Its major function is to convey the party's views and ideas. In the 1940s Al Amal frequently published anti-Israeli news and articles. From 1945 it also frequently criticized the Lebanese government. The membership of the Kataeb Party significantly increased following the crisis in 1958 which also increased the significance of the paper. However, during this turmoil Fuad Haddad, editor-in-chief of Al Amal, was kidnapped on 23 September. Subscription to the newspaper became compulsory for all Kataeb Party members in 1966.

The paper had an oppositional stance against the Palestinian refugees in the country in 1980. In the 1980s Al Amal was published daily, but later its frequency was switched to weekly. In October 1985 Elie Hobeika, a militia commander, unsuccessfully attempted to suspend the publication of Al Amal. However, he seized the headquarters of Le Reveil, a French-language daily founded by Amine Gemayel. Following the control of the party by the Lebanese Forces, namely Elie Hobeika and Samir Geagea, Al Amal was for a time temporarily controlled by the group in 1986, but now reflects solely the points of view of the Phalange which is its license holder.

The circulation of Al Amal was 35,000 copies in the beginning of the 2000s.

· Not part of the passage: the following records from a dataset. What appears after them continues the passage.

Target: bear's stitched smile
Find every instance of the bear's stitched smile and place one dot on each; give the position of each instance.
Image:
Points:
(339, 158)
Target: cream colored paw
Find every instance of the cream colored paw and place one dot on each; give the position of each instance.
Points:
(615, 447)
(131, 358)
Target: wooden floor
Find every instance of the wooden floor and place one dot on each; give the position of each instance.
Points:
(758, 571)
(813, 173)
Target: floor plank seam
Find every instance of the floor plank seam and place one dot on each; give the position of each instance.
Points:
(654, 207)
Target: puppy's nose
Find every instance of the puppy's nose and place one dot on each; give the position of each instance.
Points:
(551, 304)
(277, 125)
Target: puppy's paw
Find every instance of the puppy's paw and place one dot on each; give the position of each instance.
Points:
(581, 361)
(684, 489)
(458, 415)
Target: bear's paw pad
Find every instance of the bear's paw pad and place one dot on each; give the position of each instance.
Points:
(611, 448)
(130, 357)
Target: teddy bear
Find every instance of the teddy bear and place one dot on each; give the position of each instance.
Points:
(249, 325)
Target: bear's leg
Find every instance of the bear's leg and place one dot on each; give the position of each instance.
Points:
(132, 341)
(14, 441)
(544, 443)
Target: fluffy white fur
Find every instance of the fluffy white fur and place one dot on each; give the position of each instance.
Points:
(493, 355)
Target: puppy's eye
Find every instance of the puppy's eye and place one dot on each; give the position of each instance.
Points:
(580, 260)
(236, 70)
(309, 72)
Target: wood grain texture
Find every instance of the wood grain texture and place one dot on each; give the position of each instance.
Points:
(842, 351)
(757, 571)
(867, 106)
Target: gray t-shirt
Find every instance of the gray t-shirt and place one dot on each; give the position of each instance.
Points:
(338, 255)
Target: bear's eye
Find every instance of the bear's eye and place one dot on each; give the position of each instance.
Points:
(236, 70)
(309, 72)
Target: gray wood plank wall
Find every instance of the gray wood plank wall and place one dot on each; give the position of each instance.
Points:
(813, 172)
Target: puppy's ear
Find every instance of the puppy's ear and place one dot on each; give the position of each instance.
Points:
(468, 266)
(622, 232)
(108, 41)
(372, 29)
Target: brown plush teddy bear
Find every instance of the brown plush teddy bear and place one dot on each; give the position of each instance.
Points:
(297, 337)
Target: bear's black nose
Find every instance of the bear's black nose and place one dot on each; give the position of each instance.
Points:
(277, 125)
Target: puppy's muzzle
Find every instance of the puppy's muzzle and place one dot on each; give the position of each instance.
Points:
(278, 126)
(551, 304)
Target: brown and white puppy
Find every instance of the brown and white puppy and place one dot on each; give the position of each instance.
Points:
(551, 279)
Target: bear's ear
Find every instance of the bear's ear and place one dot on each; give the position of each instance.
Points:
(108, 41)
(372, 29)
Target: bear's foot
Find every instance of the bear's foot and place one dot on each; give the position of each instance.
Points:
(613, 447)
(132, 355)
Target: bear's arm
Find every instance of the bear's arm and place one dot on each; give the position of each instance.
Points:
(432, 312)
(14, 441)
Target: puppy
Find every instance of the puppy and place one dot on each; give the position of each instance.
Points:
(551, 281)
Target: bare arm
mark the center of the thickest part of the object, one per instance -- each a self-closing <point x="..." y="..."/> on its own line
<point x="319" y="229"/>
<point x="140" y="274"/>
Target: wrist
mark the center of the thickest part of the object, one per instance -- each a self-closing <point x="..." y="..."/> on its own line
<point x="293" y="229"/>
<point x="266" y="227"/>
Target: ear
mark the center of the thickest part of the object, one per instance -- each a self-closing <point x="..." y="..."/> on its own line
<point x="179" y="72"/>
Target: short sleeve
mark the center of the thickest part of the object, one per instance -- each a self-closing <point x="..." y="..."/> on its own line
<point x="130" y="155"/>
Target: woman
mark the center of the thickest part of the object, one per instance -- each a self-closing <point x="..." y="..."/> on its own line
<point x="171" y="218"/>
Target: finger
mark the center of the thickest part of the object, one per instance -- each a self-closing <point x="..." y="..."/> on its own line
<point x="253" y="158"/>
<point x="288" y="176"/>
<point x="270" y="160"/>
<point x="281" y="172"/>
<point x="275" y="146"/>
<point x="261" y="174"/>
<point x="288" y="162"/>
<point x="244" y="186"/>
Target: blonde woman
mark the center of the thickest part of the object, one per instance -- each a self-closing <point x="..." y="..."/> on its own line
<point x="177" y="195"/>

==Editors and contributors==
The long-term editors-in-chief of the paper were Elias Rababi and Joseph Abu Khalil. Both were also the leading figures of the Phalangist Party in the 1940s. Another editor-in-chief of Al Amal was Fuad Haddad who was abducted while serving in the post on 23 September 1958. Lebanese caricaturist Pierre Sadek contributed to the newspaper.